A subset of the course may focus on the analysis features, but not the the science, relevant to the specific graduate research topics and interests of the enrolled students.

Learning Outcome

Knowledge:

  • Be familiar with some machine learning algorithms and multivariate analysis techniques

  • Understand the biases and impacts of various confidence interval methods

  • Minimization techniques using Markov Chain Monte Carlo and numerical methods

Skills:

  • Maximum Likelihood fitting

  • Construction of Confidence Intervals (Poisson, Feldman-Cousins, a priori and a posteriori p-values, etc.)

  • Apply computational methods to de-noise data and images

  • Code a chi-squared function in the language of the students preference (Python, C/C++, Ruby, JAVA, R, etc)

  • Creation and usage of spline functions

  • Application of Kernel Density Estimators

     

Competences:

This course will provide the advanced computational tools for data analysis related to manuscript preparation, thesis writing, and understanding the methodology and statistical relevance of results in journal articles. The students will have enhanced general coding skills useful in the both academia and industry.

No required literature.

 

For those looking for additional material, “Statistical Data Analysis” by G. Cowan is an excellent choice.

 

Class lecture notes and links to scholarly articles will be posted online.

- It is absolutely necessary to have extended knowledge and skill with at least one applicable computer programming language (Python, C/C++, Ruby, R, JAVA, or MatLab) for the course, with a preference for Python or C++. At a minimum, students should have accumulated at least 100 hours of writing, modifying, and debugging code in a single software language. If you have any questions or concerns about the coding competency required, please contact Jason Koskinen.
- The ability and experience to install external software packages, e.g. the MultiNest Bayesian inference package or “emcee” Markov Chain Monte Carlo sampler.
- Completion of “Applied Statistics: From Data to Results”, or equivalent, is strongly encouraged but not strictly required.
Instructor lectures, in-class examples, computer-based exercises, and discussion.
It is expected that students bring their own laptops or have access to a computer upon which they can install software to write, compile, and execute code.

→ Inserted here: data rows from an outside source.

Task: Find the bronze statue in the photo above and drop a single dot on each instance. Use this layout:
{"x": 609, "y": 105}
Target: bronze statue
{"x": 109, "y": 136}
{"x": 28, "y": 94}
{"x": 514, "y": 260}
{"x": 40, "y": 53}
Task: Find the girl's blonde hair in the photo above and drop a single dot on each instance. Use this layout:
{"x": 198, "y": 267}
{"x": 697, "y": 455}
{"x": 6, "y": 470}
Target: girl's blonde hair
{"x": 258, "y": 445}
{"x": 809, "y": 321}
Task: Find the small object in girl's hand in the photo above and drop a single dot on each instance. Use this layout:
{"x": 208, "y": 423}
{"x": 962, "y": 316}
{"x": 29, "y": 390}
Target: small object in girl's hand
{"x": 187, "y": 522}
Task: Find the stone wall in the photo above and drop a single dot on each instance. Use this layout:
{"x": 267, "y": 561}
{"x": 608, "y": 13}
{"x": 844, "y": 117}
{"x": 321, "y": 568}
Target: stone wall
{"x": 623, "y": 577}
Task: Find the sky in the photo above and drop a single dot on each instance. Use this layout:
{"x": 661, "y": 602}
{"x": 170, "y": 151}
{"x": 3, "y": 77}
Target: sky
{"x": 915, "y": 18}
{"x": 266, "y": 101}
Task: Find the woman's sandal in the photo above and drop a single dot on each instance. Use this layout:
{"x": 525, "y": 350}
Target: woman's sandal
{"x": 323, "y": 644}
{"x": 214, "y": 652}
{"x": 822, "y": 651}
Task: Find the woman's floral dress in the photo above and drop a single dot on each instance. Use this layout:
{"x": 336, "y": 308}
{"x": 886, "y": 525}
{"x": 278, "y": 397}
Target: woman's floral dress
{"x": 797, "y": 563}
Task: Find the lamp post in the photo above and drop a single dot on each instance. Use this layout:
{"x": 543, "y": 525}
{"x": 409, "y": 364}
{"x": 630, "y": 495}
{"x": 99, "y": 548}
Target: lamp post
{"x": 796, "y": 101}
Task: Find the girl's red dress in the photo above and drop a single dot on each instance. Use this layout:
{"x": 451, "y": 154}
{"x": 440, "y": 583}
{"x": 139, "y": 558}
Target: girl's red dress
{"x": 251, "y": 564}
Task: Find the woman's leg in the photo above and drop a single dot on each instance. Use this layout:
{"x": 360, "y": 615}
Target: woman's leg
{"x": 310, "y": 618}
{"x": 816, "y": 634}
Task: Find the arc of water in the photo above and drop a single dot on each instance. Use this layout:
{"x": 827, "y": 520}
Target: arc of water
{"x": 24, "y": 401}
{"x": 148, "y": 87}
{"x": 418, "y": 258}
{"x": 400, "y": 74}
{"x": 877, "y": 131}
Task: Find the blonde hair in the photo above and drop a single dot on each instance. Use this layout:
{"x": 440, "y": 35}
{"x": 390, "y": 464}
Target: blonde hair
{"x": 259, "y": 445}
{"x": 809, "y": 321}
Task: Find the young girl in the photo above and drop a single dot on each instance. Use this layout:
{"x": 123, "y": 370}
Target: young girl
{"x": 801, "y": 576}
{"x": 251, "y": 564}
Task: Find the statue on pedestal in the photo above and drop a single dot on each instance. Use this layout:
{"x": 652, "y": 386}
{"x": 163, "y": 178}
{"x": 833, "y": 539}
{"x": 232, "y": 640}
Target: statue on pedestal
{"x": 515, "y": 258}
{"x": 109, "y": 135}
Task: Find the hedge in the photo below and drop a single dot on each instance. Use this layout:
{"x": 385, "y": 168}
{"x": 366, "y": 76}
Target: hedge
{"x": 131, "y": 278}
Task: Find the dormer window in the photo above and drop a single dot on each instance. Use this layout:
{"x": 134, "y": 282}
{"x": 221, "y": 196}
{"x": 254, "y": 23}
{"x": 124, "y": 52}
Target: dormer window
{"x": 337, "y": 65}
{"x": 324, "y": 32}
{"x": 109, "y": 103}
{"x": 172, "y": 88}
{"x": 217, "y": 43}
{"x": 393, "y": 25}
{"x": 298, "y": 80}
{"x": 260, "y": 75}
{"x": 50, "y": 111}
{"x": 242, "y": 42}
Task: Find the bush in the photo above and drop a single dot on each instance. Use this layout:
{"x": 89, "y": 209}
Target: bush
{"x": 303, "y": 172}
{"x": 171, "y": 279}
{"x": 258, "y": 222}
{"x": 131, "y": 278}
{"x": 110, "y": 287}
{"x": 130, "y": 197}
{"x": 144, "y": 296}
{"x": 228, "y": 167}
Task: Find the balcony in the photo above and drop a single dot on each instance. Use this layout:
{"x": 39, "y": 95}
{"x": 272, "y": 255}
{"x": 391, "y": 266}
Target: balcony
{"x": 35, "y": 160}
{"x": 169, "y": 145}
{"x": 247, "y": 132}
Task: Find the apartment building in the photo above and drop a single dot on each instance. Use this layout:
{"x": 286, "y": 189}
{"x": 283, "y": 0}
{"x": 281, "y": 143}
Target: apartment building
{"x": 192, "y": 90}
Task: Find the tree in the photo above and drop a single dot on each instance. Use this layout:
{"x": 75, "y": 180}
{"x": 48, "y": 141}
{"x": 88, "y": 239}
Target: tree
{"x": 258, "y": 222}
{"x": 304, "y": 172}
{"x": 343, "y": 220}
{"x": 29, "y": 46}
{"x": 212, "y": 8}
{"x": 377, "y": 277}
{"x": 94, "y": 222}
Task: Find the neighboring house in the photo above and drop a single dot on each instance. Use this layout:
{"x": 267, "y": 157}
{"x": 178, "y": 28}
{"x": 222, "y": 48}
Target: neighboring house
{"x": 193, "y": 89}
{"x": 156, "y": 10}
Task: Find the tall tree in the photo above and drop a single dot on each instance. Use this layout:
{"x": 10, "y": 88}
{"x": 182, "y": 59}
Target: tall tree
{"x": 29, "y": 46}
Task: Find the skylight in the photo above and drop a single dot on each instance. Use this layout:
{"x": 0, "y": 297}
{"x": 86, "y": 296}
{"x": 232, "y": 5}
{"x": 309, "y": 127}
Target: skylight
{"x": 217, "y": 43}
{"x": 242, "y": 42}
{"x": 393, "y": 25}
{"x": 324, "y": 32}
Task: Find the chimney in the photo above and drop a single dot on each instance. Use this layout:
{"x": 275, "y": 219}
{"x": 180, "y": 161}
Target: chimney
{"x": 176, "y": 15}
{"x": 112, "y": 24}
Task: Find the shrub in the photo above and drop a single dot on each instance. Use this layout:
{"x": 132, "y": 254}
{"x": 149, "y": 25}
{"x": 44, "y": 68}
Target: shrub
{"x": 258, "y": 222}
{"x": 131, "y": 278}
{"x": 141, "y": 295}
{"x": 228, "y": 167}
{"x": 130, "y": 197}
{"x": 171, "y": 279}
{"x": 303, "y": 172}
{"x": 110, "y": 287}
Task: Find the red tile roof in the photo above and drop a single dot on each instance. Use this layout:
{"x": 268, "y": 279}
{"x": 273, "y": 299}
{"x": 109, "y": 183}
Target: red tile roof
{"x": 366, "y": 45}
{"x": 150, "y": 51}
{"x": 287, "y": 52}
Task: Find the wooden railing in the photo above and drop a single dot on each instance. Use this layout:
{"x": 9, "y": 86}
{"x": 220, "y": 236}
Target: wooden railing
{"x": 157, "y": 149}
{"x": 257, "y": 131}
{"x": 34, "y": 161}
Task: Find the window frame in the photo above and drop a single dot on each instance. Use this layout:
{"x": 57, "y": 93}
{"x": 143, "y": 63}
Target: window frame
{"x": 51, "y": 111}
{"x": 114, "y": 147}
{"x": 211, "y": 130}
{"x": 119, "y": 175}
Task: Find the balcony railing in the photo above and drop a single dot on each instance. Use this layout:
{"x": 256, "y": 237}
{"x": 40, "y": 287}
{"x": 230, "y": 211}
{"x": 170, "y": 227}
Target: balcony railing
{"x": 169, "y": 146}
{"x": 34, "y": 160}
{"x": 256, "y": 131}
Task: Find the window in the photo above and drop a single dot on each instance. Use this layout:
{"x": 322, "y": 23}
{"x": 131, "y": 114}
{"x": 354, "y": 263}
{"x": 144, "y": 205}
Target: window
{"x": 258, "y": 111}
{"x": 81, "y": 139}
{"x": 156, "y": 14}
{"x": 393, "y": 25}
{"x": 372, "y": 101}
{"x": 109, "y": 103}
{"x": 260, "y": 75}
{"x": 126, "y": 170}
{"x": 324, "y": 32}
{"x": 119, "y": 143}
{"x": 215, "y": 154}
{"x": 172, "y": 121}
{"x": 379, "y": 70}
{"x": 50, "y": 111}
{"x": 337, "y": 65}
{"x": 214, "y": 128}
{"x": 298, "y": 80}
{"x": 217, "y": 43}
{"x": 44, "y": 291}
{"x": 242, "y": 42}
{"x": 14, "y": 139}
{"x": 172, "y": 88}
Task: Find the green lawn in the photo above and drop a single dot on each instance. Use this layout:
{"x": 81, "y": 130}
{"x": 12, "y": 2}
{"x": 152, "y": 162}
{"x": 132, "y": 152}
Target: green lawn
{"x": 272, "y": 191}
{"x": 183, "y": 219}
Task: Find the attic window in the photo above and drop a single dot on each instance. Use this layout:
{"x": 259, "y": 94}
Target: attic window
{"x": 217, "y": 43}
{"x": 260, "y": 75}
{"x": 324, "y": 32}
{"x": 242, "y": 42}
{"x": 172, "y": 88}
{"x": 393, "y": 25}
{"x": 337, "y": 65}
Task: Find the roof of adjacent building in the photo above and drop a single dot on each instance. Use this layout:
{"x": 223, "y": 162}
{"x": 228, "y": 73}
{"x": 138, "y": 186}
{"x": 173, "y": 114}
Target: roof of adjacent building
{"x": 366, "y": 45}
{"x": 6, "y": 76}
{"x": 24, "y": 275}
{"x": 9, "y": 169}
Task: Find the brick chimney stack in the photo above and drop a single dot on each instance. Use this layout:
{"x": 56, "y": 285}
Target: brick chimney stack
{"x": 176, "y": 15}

There may be an introduction in the 1-2 weeks before the course begins to address software requirements and any additional course logistics.
  • Category
  • Hours
  • Lectures
  • 36
  • Practical exercises
  • 32
  • Preparation
  • 102
  • Project work
  • 36
  • Total
  • 206
Credit
7,5 ECTS
Type of assessment
Continuous assessment
Written assignment, 28 hours
Assessment will be based on:
- An in-class short oral presentation (10%)
- Graded problem sets and project(s) centering around the coding, implementation, and execution of a statistical method (50%)
- Take home final exam (40%)
Aid
All aids allowed
Marking scale
7-point grading scale
Censorship form
No external censorship
Several internal examiners
Re-exam

Take-home exam in coordination with the course responsible, 28 hours.